My sisters also still live at home, so it is quite a family-centred existence. One of the things that first motivated me to take up chess as a child was the desire to beat my elder sister. — Magnus Carlsen [Source]
We lived in a small apartment where my sister Susan had already serious chess trainings in the living room behind closed doors. I very much wanted to go in to that room. — Judit Polgár [Source]
Both Magnus Carlsen and Judit Polgár had the opportunity to play chess with their respective father and older sisters when they were young.
Sometimes a peer with whom a child can play can help cultivate a child’s interest in a certain game or activity. If your child does not have siblings, you can try looking for chess clubs for kids or other opportunities for him/her to play chess with other children.
3. Make it fun and don’t overwhelm your child.
It is a difficult game… I have read some books about supposed prodigies who picked up chess (snaps fingers) like that, but I don’t believe those stories anymore. — Henrik Carlsen [Source]
I don’t believe that there is one method for everybody. I was being criticized all the way during Hikaru’s upbringing as a chess player that I’m letting him play too much blitz. — Sunil Weeramantry [Source]
Magnus Carlsen’s father believes that chess is a difficult game, especially when it comes to coordinating one’s pieces together. He has described how he helped Magnus get into it by playing with him using less pieces on the board.
Hikaru’s stepfather has also spoken on the importance of focusing on the aspect of the game that gives the child enjoyment. Hikaru enjoyed playing very fast chess and did not show interest in reading highbrow chess books.

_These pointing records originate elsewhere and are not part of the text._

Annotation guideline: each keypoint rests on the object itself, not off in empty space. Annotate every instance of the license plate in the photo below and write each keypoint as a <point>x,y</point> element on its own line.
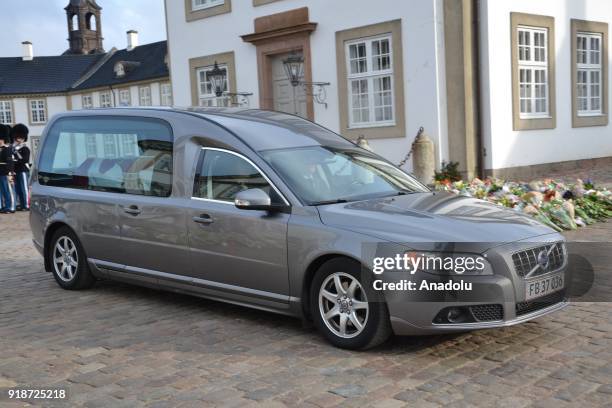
<point>536,288</point>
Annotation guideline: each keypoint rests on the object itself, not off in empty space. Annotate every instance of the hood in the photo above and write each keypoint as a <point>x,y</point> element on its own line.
<point>440,217</point>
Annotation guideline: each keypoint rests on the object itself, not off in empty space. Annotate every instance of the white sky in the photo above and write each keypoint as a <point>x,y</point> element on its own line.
<point>43,22</point>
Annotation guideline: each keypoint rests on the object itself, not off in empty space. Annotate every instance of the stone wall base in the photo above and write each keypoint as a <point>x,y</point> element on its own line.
<point>566,169</point>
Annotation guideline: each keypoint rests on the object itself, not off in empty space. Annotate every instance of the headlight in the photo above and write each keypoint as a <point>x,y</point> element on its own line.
<point>441,263</point>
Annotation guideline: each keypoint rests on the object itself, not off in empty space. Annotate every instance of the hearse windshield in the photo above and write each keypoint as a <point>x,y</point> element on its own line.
<point>323,175</point>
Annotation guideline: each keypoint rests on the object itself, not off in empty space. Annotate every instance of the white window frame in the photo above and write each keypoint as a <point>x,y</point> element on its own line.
<point>205,4</point>
<point>210,99</point>
<point>106,100</point>
<point>6,112</point>
<point>87,101</point>
<point>110,146</point>
<point>589,68</point>
<point>370,75</point>
<point>165,92</point>
<point>38,111</point>
<point>145,99</point>
<point>532,66</point>
<point>125,101</point>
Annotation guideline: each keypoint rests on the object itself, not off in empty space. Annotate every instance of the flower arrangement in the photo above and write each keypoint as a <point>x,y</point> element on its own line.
<point>558,205</point>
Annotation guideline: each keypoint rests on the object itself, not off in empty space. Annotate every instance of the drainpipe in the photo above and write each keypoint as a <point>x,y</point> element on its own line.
<point>480,157</point>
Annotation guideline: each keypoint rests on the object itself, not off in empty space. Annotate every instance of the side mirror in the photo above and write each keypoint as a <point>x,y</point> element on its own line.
<point>253,199</point>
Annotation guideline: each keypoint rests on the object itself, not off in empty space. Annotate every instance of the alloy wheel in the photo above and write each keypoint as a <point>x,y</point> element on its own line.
<point>65,259</point>
<point>343,305</point>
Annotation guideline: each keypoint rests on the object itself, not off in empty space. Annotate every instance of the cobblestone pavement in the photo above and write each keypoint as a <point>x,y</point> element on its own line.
<point>117,345</point>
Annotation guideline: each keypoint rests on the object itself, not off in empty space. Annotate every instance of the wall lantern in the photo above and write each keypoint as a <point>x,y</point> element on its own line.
<point>294,68</point>
<point>217,77</point>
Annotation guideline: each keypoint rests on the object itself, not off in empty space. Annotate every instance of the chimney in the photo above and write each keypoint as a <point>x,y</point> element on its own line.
<point>132,39</point>
<point>28,51</point>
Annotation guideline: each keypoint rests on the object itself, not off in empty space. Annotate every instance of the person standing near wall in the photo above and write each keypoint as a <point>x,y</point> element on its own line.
<point>7,193</point>
<point>22,165</point>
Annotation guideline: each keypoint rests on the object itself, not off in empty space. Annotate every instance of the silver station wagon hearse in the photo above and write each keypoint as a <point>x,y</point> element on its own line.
<point>271,211</point>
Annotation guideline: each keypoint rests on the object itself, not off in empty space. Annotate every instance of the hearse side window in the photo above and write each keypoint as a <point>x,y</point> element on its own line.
<point>221,175</point>
<point>113,154</point>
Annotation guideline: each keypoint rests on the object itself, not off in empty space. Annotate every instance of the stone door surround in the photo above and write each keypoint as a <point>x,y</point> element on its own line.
<point>277,34</point>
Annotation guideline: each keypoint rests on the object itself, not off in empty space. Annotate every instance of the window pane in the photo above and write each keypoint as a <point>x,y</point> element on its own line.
<point>380,55</point>
<point>357,57</point>
<point>136,156</point>
<point>222,175</point>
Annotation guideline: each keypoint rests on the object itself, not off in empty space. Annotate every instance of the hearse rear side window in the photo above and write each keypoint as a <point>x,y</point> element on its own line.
<point>113,154</point>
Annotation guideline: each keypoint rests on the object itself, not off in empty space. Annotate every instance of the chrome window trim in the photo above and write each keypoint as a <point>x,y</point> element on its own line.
<point>248,161</point>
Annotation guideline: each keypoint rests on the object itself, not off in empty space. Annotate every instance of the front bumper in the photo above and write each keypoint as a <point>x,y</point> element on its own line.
<point>417,314</point>
<point>402,327</point>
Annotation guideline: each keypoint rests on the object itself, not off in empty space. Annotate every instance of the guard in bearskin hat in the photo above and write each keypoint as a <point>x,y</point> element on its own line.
<point>7,193</point>
<point>21,153</point>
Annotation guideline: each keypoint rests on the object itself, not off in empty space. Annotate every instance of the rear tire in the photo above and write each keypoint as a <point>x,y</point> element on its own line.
<point>68,261</point>
<point>345,308</point>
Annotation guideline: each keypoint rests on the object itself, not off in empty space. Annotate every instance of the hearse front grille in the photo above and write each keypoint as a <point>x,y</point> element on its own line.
<point>527,261</point>
<point>487,313</point>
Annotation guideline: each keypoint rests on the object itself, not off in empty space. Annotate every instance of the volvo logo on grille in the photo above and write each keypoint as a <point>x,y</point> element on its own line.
<point>543,260</point>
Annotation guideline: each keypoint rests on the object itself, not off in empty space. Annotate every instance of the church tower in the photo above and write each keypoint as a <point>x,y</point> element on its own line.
<point>84,27</point>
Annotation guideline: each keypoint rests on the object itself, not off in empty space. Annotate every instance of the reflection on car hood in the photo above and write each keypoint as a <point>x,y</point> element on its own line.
<point>433,217</point>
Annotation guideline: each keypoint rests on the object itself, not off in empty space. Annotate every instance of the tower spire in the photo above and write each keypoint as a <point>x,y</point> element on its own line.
<point>84,27</point>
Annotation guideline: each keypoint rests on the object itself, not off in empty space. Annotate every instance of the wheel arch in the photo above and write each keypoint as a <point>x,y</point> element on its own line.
<point>49,232</point>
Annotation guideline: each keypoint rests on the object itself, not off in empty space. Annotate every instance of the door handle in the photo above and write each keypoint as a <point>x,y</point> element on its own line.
<point>203,219</point>
<point>132,210</point>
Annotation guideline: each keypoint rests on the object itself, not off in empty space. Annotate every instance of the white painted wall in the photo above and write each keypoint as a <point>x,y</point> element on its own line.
<point>77,99</point>
<point>505,147</point>
<point>422,38</point>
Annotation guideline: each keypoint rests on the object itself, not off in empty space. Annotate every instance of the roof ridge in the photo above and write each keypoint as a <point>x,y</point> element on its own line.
<point>94,68</point>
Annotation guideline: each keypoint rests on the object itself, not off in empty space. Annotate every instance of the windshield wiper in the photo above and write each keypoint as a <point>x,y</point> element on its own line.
<point>328,202</point>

I have the title of tennis teacher and have been giving lessons to childs for a couple of years and my experienze tells me you cannot.
I remember many childs that came to the tennis lesson while they didn't like or be specially in good in the sport.
Worst is when their parents (who have obligated him do something he or she doesn't like) come to ask you "why does my child doesn't play well forehand?", while first his child has not many tennis habilities, second he or she hasn't show any effort on performing his technic.
This applies to chess, and maybe more. Because you obligate a child to be hours in a closed room thinking on something he really does not want to be thinking on.